The full Hermes + Agent OS setup lives inside the AI Profit BoardroomJoin
AI agents · how-to

How to Build an AI Agent Crew with Hermes

One agent is handy. A crew is a business. Here's how to wire up a team of Hermes agents that research, build, judge and ship — step by step, no fluff.

By Julian Goldie10 min readUpdated 14 Jun 2026

A single AI agent is useful. But the real unlock is a crew — a team of specialist agents that each do one job and hand off to the next, like staff that never sleep.

I run a 7-figure agency with agent crews doing the heavy lifting. This guide is exactly how I build them. No theory — just the setup that ships work daily.

What you'll end up with

A researcher, a writer, a builder/editor and a judge — running on one board, turning a one-line brief into a finished, checked deliverable. While you do something else.

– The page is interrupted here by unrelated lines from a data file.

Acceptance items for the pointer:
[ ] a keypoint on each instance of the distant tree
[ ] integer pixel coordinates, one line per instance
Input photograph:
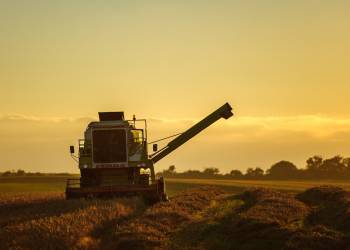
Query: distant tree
(7, 173)
(314, 163)
(333, 166)
(211, 171)
(171, 169)
(253, 173)
(283, 169)
(236, 173)
(20, 172)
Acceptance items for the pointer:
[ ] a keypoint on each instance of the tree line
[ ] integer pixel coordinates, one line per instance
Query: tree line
(316, 167)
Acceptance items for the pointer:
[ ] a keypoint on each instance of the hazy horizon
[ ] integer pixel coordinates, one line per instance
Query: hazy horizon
(283, 66)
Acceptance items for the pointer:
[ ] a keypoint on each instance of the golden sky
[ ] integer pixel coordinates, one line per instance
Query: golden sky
(283, 65)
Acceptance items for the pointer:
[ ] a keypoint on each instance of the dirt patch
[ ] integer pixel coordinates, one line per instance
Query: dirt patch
(271, 206)
(152, 229)
(331, 207)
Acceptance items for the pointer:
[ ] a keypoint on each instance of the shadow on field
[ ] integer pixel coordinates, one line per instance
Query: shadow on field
(27, 210)
(268, 219)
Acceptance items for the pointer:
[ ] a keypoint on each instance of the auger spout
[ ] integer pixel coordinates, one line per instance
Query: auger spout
(224, 111)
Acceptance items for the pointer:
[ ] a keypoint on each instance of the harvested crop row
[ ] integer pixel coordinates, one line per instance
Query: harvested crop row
(67, 229)
(152, 229)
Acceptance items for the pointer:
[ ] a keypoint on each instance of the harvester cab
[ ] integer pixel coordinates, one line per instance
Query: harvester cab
(114, 161)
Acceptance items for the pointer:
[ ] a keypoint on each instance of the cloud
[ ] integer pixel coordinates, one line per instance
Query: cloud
(28, 118)
(239, 127)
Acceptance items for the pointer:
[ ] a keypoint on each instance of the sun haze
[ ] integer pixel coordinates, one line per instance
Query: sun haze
(282, 65)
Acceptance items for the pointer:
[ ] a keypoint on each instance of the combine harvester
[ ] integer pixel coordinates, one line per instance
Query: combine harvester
(114, 161)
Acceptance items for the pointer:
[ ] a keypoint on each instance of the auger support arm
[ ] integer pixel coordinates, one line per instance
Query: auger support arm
(224, 111)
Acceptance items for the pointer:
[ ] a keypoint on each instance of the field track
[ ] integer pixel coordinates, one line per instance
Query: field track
(200, 218)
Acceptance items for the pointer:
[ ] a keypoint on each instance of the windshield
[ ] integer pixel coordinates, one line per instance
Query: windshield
(109, 146)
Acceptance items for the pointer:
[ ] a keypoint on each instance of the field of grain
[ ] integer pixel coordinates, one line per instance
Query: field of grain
(228, 215)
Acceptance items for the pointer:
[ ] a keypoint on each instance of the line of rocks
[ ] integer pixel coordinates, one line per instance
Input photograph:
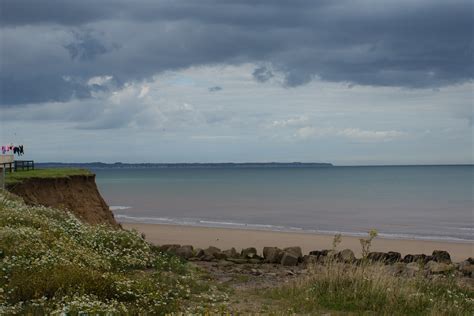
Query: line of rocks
(438, 262)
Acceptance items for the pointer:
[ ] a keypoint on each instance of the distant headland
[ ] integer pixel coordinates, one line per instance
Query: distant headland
(102, 165)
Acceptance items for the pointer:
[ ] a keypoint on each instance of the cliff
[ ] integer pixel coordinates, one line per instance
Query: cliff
(76, 193)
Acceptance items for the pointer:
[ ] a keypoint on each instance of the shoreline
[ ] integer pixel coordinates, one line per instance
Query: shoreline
(225, 238)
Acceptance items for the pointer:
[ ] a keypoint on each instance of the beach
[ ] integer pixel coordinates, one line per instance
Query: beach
(225, 238)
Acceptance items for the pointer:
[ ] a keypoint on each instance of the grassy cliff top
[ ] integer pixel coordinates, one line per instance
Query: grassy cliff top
(19, 176)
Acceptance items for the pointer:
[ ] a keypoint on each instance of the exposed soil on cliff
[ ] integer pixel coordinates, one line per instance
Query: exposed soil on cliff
(77, 193)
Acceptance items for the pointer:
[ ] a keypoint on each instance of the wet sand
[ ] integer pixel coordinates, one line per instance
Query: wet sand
(225, 238)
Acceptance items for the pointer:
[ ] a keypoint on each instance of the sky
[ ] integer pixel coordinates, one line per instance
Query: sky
(348, 82)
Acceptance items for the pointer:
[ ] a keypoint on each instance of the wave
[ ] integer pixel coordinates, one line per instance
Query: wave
(237, 225)
(119, 207)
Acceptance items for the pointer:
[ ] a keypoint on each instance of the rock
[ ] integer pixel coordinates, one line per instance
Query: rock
(207, 258)
(255, 272)
(393, 257)
(310, 259)
(231, 253)
(289, 259)
(185, 252)
(438, 267)
(237, 260)
(210, 251)
(225, 263)
(441, 256)
(169, 248)
(466, 268)
(296, 251)
(396, 269)
(377, 256)
(220, 256)
(194, 259)
(411, 269)
(248, 253)
(345, 255)
(256, 260)
(272, 254)
(198, 252)
(319, 253)
(419, 258)
(388, 258)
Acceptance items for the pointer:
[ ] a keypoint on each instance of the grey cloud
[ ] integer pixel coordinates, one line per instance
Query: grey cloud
(262, 74)
(85, 47)
(215, 89)
(422, 44)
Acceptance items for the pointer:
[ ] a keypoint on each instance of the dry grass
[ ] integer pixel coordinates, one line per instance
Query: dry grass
(372, 289)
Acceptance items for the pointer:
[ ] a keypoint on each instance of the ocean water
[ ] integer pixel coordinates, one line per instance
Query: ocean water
(415, 202)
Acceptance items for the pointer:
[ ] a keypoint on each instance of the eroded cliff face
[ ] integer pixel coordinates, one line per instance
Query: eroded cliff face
(78, 194)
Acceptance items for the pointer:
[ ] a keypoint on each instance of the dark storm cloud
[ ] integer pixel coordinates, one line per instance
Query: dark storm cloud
(414, 44)
(262, 74)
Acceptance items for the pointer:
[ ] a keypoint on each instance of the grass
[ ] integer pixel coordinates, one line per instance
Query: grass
(51, 263)
(15, 177)
(370, 289)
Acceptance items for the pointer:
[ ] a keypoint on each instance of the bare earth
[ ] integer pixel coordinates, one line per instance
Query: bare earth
(224, 238)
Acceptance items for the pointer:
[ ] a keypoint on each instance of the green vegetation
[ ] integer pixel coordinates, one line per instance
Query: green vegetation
(19, 176)
(53, 263)
(371, 288)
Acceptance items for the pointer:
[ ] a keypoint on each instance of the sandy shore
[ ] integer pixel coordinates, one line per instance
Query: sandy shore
(225, 238)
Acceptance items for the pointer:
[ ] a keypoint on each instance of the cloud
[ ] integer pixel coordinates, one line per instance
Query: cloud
(294, 121)
(215, 89)
(262, 74)
(412, 44)
(350, 133)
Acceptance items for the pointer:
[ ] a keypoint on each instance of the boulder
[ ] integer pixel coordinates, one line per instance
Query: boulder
(238, 260)
(441, 256)
(231, 253)
(185, 252)
(411, 269)
(396, 269)
(346, 255)
(225, 263)
(289, 259)
(377, 256)
(169, 248)
(248, 253)
(207, 258)
(198, 252)
(210, 251)
(393, 257)
(419, 258)
(272, 254)
(256, 260)
(220, 256)
(466, 268)
(319, 253)
(389, 257)
(438, 267)
(296, 251)
(310, 259)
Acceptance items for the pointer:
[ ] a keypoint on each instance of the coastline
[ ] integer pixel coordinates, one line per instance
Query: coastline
(225, 238)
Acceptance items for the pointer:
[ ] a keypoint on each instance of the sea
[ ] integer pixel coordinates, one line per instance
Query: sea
(406, 202)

The principle: specialists beat generalists

Here's the mistake most people make with AI: they ask one model to do everything. Research, write, edit, review — all in one conversation. It works, sort of. But the quality is mediocre because the model is context-switching constantly.

A crew fixes this. Each agent does ONE thing with its full context window dedicated to that job. The researcher only researches. The writer only writes. The judge only judges. Every output is sharper because the agent isn't trying to be five things at once.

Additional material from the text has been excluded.